O rapaz colocou o indicador sobre os lábios, pedindo silêncio e continuou imóvel. Alexandre teve a impressão de que ele nem respirava. Algum tempo depois, Sílvio olhou para o chão e respirou fundo.
- Eles estão por aqui, mas não por muito tempo...
- Como é que você sabe?
Ele não respondeu. Avançou mais alguns passos e ficou olhando para o outro lado do rio. Alexandre fez o mesmo, sem saber se tinha medo do que havia do outro lado do rio ou de Sílvio e de seu comportamento estranho. Viu na outra margem uma cabana pouco menor que a dele aparentando estar vazia.
- É ali?
Sílvio apenas balançou a cabeça confirmando.
- Parece não ter ninguém.
- Tem.
- Você tem bola de cristal, é?
- Uma das poucas vantagens de ser um bicho... Instinto, percepção e audição aguçados demais, pra um humano. Antes eu não dava muita importância pra isso. Agora faz parte da minha vida e eu dependo disso pra continuar vivo...
- Você quer dizer que... tem todos os sentidos de um animal? Visão de uma águia ou audição de um cachorro, por exemplo?
- Basicamente. Sentidos que o homem tem também, mas que a visão torna obsoletos. Um ano vivendo assim me ensinou muita coisa.
- Um ano?! Eu já tinha dado um tiro na cabeça, cara. Que loucura!

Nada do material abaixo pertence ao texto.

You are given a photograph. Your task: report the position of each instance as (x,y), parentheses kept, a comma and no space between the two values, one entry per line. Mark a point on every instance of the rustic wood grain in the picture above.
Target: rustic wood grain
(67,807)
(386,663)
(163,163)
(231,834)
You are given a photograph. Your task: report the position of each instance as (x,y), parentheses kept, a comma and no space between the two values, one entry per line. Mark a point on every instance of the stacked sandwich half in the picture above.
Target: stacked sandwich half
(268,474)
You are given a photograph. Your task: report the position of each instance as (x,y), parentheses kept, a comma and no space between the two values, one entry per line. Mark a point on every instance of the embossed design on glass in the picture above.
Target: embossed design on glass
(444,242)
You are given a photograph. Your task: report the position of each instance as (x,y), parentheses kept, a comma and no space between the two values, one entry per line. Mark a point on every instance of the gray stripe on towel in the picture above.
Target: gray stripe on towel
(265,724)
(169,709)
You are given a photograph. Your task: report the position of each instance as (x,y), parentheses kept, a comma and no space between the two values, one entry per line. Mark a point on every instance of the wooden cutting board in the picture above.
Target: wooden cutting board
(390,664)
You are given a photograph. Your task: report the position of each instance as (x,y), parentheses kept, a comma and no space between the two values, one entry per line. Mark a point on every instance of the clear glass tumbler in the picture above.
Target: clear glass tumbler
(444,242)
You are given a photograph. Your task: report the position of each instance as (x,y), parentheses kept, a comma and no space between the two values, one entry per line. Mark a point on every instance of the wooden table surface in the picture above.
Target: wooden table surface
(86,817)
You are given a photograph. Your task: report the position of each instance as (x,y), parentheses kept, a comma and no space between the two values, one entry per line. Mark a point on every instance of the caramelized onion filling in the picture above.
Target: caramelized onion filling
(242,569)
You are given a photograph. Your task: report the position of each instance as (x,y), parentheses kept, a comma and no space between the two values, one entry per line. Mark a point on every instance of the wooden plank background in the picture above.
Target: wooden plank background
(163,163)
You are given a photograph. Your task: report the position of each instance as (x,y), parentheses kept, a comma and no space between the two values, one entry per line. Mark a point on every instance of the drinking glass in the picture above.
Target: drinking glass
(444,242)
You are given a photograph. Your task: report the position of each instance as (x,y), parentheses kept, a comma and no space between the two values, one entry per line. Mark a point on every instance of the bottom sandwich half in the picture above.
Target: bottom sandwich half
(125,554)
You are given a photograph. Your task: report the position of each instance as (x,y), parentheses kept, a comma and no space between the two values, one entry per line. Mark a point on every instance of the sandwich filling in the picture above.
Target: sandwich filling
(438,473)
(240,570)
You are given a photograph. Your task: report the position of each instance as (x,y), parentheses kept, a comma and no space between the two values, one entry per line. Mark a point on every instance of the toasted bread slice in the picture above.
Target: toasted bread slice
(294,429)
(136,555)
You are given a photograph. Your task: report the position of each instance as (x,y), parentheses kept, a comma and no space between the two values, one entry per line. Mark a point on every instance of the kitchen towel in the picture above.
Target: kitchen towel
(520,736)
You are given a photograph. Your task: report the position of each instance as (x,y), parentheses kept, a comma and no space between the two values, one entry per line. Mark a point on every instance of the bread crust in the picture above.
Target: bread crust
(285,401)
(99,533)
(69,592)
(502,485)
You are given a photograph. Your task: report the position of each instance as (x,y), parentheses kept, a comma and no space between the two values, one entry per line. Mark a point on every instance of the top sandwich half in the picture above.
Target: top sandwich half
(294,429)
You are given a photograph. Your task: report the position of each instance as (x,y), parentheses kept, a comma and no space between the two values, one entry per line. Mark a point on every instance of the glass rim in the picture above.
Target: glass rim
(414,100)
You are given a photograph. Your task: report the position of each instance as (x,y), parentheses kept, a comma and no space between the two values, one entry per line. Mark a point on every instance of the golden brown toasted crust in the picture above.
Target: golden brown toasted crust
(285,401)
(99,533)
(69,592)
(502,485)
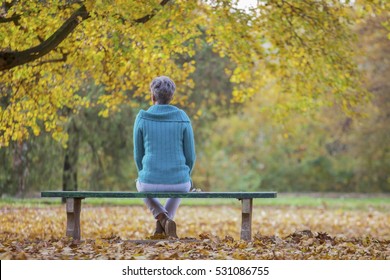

- Foi o que eu pensei nos primeiros dias, mas depois eu vi que tinha o direito de voltar a ter minha vida como antes, pra poder morrer como homem e não como bicho. Eu não fiz nada de errado. Eu só me apaixonei e isso não é crime. O culpado disso tudo está ali, naquela cabana, tirando de mim a coisa que eu mais amo no mundo. Eu a quero de volta, junto com a minha vida. Se eu não conseguir isso, vai ser melhor morrer mesmo.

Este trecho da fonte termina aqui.